Elle s’appelait Line. Vingt ans, jolie, des rondeurs, devant, derrière, bien équilibrées, ni trop ni trop peu. Elle était blonde. Moi, j’étais alors (et le suis resté) un garçon à brunes, peut-être à rousses, mais je n’en suis pas sûr, car les rousses, les vraies n’est-ce pas, Messieurs? on n’en rencontre pas des masses, il me semble, au long d’une vie.
J’étais venu ce vendredi, vers dix-huit heures, dans le petit appartement que lui louaient ses parents, rue de la Nuée bleue, pour recopier le contenu d’un cours que j’avais séché la veille.
Ce travail fini, elle me demande si je vais au restau U du FEC, près du charmeur de mésanges, pour dîner. Je lui réponds que non, je ne peux pas, il ne me reste que dix centimes en poche (la partie de flipper coûte vingt centimes à l’époque).
Elle ouvre alors son minuscule frigo, en sort un poulet fumé, trois tomates et une petite salade et nous préparons une dînette. Cependant que nous mangeons, je vois au bord de la table un drôle d’objet tout cabossé. Ça ressemble à une boîte métallique qui n’aurait pas de couvercle tout en étant complètement fermée et je serais bien en peine de lui attribuer une fonction quelconque. Je le prends en main, ce bidule, et le soupèse (il est lourd), tout en regardant Line. Elle me dit: C’est un réveille-matin. Je dis: Mais il n’a pas de cadran? Elle me répond: Il dit que quand on dort, on n’a pas besoin de regarder l’heure... Il m’a offert ça à son retour de vacances en Grande-Bretagne; c’est un réveil-boîte à musique.

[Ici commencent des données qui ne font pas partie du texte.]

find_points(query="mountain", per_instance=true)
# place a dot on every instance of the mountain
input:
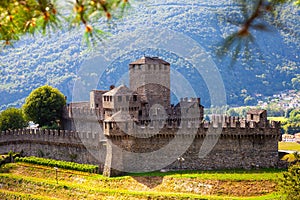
(184, 33)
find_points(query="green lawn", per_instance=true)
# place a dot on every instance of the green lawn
(29, 181)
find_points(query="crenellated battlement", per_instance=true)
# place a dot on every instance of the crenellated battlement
(48, 136)
(229, 126)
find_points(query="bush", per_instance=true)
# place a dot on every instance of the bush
(291, 182)
(59, 164)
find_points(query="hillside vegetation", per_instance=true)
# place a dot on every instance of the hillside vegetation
(58, 60)
(28, 181)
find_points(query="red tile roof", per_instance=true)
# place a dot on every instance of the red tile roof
(149, 60)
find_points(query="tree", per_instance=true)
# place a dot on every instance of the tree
(12, 118)
(290, 183)
(31, 16)
(44, 106)
(296, 82)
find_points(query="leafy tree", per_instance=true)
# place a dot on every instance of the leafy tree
(292, 125)
(44, 106)
(12, 118)
(296, 82)
(290, 183)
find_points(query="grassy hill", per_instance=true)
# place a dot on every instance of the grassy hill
(28, 181)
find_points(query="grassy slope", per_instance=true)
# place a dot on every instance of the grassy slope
(27, 181)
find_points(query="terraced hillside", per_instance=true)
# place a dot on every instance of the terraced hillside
(28, 181)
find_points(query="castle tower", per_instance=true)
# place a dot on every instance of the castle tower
(150, 77)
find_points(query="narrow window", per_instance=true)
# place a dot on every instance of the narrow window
(119, 98)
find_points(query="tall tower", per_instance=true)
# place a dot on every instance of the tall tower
(150, 77)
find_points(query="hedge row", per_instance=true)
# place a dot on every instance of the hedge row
(59, 164)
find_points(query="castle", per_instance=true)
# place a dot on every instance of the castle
(136, 128)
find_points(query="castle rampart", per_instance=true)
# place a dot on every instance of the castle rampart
(79, 147)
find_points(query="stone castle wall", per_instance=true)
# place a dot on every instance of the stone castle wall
(238, 145)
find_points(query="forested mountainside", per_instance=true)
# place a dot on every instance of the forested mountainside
(58, 59)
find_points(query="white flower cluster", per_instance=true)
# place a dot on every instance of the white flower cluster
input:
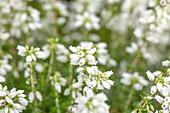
(160, 91)
(32, 95)
(83, 54)
(4, 68)
(87, 20)
(103, 56)
(31, 54)
(151, 26)
(57, 81)
(4, 36)
(90, 79)
(135, 80)
(94, 79)
(61, 51)
(12, 101)
(91, 103)
(29, 19)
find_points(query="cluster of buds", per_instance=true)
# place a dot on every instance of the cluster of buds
(12, 101)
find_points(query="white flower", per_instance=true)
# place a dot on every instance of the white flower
(21, 50)
(31, 54)
(159, 87)
(31, 97)
(82, 54)
(12, 100)
(153, 90)
(39, 68)
(87, 20)
(132, 49)
(28, 59)
(150, 75)
(96, 103)
(38, 95)
(135, 79)
(166, 63)
(158, 98)
(163, 2)
(57, 81)
(4, 36)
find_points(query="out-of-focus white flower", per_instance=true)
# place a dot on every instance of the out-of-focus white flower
(166, 63)
(39, 68)
(163, 2)
(132, 49)
(82, 54)
(153, 90)
(97, 103)
(4, 36)
(87, 20)
(134, 79)
(31, 97)
(95, 79)
(38, 95)
(12, 100)
(57, 81)
(4, 69)
(150, 75)
(31, 54)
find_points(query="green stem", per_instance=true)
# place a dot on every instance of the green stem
(33, 87)
(70, 74)
(140, 110)
(1, 51)
(50, 66)
(129, 99)
(57, 102)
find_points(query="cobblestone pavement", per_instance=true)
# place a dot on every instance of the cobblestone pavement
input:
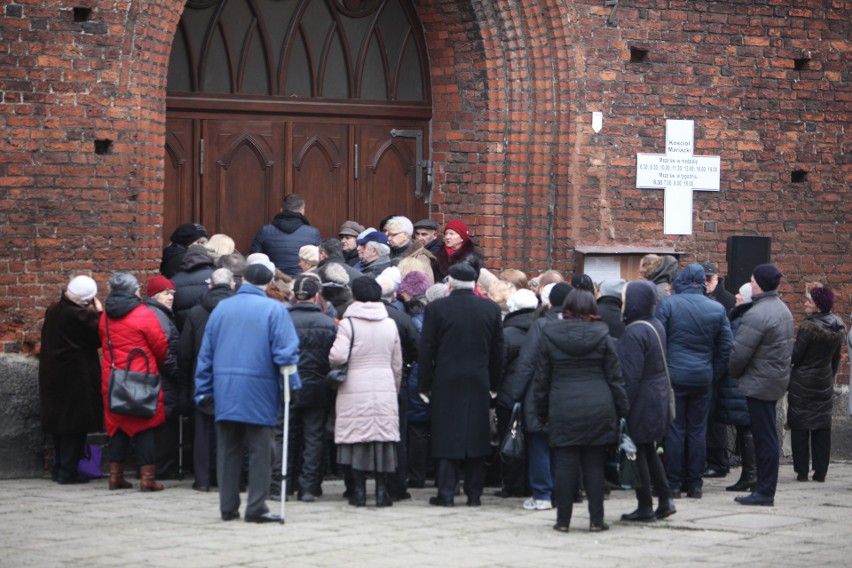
(45, 524)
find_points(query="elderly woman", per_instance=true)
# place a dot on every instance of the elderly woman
(579, 393)
(816, 357)
(69, 375)
(367, 412)
(458, 246)
(643, 363)
(125, 326)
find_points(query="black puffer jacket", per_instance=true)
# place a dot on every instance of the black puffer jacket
(515, 327)
(191, 283)
(731, 405)
(316, 332)
(816, 357)
(282, 239)
(578, 390)
(518, 384)
(174, 395)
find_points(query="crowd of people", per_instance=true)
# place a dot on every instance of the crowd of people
(438, 349)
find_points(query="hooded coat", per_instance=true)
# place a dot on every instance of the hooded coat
(282, 239)
(699, 334)
(578, 390)
(816, 358)
(131, 325)
(191, 283)
(643, 365)
(69, 372)
(366, 408)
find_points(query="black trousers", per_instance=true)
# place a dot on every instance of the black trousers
(418, 452)
(447, 477)
(651, 474)
(766, 448)
(811, 445)
(68, 448)
(568, 463)
(120, 443)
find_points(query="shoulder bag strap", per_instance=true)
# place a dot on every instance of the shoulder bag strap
(660, 343)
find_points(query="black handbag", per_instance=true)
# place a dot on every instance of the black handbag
(620, 468)
(132, 393)
(337, 375)
(512, 447)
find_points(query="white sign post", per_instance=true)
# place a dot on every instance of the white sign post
(678, 172)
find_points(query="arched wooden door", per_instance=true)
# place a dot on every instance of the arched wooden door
(317, 97)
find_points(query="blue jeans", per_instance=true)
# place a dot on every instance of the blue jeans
(541, 471)
(686, 442)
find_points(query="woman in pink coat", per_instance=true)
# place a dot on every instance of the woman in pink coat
(367, 414)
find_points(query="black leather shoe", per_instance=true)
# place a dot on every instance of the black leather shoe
(640, 516)
(755, 499)
(713, 472)
(265, 518)
(666, 509)
(438, 502)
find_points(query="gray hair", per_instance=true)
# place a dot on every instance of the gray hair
(460, 284)
(383, 250)
(436, 292)
(221, 276)
(400, 224)
(123, 282)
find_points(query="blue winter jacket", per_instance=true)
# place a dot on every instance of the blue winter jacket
(697, 329)
(282, 239)
(247, 338)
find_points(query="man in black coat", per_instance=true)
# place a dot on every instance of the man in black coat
(221, 287)
(316, 332)
(461, 361)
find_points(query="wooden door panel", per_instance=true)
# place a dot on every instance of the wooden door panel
(179, 191)
(387, 175)
(320, 172)
(242, 187)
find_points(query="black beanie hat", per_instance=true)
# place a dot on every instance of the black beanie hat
(767, 277)
(366, 289)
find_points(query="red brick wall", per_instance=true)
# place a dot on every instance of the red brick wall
(514, 85)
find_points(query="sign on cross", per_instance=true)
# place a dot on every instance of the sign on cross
(678, 172)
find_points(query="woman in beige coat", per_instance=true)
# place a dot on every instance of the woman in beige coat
(367, 414)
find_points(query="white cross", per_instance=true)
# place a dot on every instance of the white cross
(679, 173)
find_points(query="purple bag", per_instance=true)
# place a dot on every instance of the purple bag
(90, 462)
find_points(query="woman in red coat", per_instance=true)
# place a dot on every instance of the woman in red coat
(131, 325)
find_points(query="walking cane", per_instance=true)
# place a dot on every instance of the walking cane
(286, 375)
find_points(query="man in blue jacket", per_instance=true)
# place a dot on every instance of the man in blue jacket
(249, 343)
(698, 346)
(288, 232)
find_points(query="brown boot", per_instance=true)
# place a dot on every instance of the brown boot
(148, 482)
(116, 477)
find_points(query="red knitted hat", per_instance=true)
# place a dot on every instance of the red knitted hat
(459, 227)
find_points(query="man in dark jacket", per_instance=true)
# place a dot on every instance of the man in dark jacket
(316, 333)
(461, 360)
(222, 286)
(288, 232)
(182, 238)
(760, 361)
(698, 337)
(609, 305)
(191, 282)
(717, 434)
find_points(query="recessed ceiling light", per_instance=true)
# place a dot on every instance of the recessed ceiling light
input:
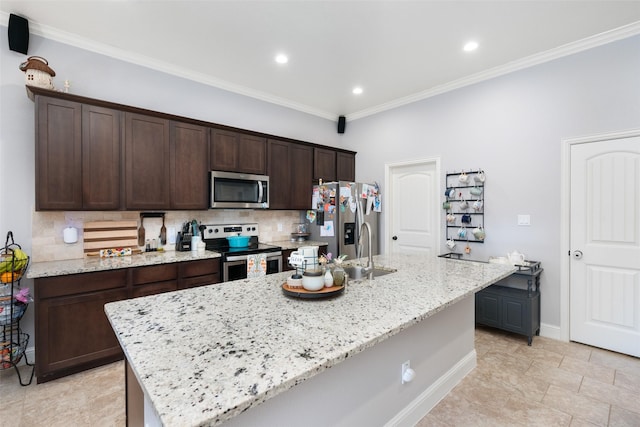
(470, 46)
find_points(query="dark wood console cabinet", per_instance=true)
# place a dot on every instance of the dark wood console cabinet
(72, 332)
(512, 305)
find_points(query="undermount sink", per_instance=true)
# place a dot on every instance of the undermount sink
(355, 272)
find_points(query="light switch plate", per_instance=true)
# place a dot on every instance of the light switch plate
(524, 219)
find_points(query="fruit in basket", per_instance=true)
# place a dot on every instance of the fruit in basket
(21, 259)
(10, 276)
(13, 259)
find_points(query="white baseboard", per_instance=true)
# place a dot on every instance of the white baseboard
(550, 331)
(429, 398)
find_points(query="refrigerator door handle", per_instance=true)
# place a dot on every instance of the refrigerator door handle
(359, 221)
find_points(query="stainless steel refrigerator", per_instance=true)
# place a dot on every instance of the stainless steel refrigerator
(337, 212)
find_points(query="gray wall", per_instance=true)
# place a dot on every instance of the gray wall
(512, 127)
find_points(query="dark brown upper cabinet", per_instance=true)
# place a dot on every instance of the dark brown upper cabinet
(189, 170)
(290, 179)
(301, 176)
(58, 154)
(345, 166)
(146, 162)
(324, 164)
(78, 156)
(101, 154)
(237, 152)
(98, 155)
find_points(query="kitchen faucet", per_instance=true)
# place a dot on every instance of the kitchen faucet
(368, 270)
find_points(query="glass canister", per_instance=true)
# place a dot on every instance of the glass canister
(338, 276)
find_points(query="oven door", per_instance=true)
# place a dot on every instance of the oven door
(235, 267)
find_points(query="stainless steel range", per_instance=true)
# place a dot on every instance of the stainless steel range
(234, 260)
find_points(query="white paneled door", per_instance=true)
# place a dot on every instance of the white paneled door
(414, 207)
(605, 244)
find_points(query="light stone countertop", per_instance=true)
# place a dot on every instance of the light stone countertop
(288, 244)
(95, 263)
(206, 354)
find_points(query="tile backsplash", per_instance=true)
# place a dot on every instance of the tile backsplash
(47, 227)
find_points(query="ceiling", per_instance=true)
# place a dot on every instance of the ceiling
(397, 51)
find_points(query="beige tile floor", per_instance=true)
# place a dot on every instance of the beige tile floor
(548, 384)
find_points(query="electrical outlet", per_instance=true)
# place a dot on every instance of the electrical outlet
(524, 219)
(405, 366)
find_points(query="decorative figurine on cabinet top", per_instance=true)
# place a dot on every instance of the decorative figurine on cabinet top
(37, 72)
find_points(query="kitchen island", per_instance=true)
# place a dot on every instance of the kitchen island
(243, 353)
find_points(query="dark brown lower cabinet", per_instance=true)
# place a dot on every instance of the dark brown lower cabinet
(72, 332)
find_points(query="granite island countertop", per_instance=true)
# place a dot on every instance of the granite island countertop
(206, 354)
(95, 263)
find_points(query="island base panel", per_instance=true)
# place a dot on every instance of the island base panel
(366, 389)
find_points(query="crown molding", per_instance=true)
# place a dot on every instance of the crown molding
(183, 72)
(64, 37)
(626, 31)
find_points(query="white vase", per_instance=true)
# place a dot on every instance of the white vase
(328, 279)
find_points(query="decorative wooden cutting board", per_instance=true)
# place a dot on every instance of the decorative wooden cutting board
(110, 234)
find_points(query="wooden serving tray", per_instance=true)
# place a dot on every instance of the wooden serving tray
(305, 294)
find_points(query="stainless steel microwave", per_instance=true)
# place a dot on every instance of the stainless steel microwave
(239, 191)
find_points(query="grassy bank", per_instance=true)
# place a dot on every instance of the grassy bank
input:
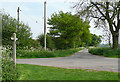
(107, 52)
(45, 54)
(36, 72)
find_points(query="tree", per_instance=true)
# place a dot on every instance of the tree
(49, 42)
(68, 31)
(9, 25)
(96, 40)
(102, 12)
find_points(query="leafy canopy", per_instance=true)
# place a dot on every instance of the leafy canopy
(68, 31)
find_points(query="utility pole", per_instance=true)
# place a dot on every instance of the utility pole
(14, 47)
(18, 11)
(45, 25)
(14, 38)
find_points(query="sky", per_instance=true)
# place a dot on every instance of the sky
(32, 12)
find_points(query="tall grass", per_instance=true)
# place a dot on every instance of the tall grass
(107, 52)
(40, 53)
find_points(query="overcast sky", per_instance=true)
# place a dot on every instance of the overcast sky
(32, 12)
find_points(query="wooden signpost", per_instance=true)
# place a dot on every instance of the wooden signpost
(14, 47)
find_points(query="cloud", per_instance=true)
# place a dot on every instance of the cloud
(52, 1)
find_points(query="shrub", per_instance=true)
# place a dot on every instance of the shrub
(108, 52)
(41, 53)
(9, 71)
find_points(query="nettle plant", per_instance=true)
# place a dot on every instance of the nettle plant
(9, 71)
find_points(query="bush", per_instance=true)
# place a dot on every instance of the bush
(41, 53)
(107, 52)
(9, 71)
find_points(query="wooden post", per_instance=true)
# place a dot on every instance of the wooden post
(14, 47)
(45, 25)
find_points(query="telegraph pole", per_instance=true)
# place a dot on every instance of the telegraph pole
(45, 25)
(14, 38)
(18, 13)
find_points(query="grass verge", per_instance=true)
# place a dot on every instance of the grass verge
(36, 72)
(107, 52)
(45, 54)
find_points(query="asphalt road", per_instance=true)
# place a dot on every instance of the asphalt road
(80, 60)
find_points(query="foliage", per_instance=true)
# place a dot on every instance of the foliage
(107, 52)
(49, 42)
(9, 26)
(68, 31)
(102, 13)
(36, 72)
(9, 71)
(41, 53)
(96, 40)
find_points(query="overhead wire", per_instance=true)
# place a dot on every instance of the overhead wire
(20, 4)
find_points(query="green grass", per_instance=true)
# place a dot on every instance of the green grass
(107, 52)
(36, 72)
(45, 54)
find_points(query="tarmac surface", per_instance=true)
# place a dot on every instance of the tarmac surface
(79, 60)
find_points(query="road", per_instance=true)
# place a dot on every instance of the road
(80, 60)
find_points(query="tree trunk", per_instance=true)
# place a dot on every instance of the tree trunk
(115, 40)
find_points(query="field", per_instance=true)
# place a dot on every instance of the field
(36, 72)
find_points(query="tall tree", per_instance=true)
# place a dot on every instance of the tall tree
(9, 25)
(96, 40)
(49, 42)
(102, 12)
(68, 30)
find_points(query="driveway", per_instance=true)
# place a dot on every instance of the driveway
(80, 60)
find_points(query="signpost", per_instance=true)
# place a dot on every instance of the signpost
(14, 47)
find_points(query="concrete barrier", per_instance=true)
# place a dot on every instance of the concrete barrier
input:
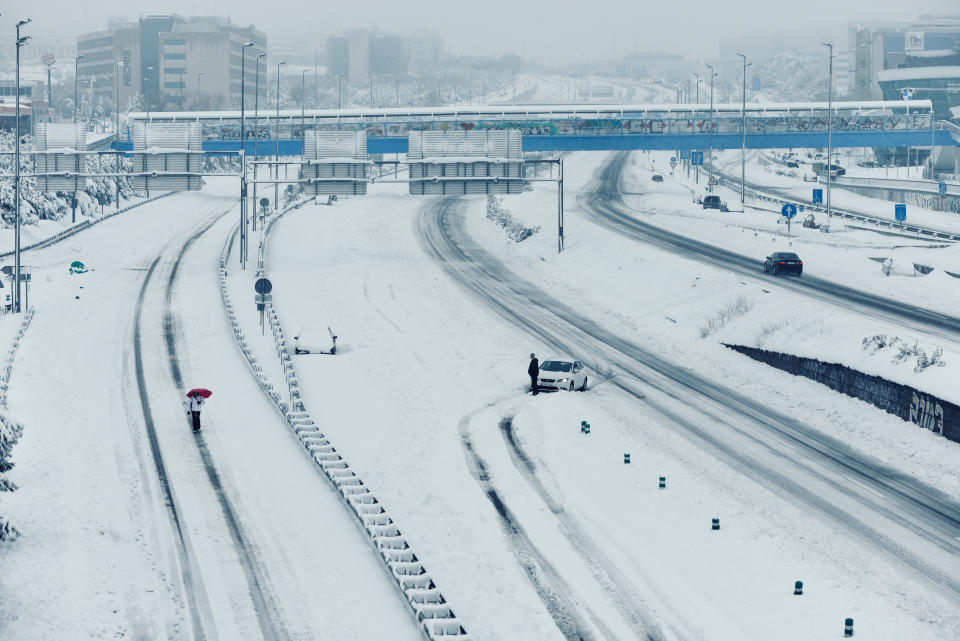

Elle me prend l’objet pour appuyer sur un onglet à sa base et va le poser sur la table de chevet, près du lit. Puis elle revient.
Ma main est restée immobile, sur la nappe. Délicatement, Line soulève mes phalanges. T’as d’ belles mains, tu sais? qu’elle me dit alors. Et elle porte mes doigts à ses lèvres...
OOOOO
Le lendemain matin, le réveil sonne, à pas d’heure. Un régiment écossais s’est mis à défiler dans la pièce et les bag-pipes couinent, couinent! A tue-tête! Line s’est réveillée une seconde après moi. Elle se jette en travers de ma poitrine, saisit l’objet au chevet du lit et le balance à l’autre bout de la pièce en grommelant qu’il ne s’arrêtera pas, de toute façon, avant la fin de la fichue marche militaire.
Après quoi, elle tourne son visage vers moi. Elle me jette un drôle de regard, comme si j’étais un étranger... Elle secoue la tête un bon coup, faisant voler ses cheveux blonds, tire soudain le drap sur son corps nu et, agenouillée sur la couche, elle me re-regarde. Mais alors, cette nuit, finit-elle par dire, nous avons trompé ton copain, tous les deux...? Et elle éclate de rire.
Nos fous-rires s’étouffent dans un enchevêtrement joyeux de peaux et de lin... qui, du coup, n’est plus vraiment candide. Quand je reprends mon souffle, bien plus tard, je lui dis, enfin mettons que ça m’échappe: Quel veinard quand même, mon copain, ton Bertrand!
Ceux qui rêvent éveillés ont connaissance de mille choses
qui échappent à ceux qui ne rêvent qu’endormis.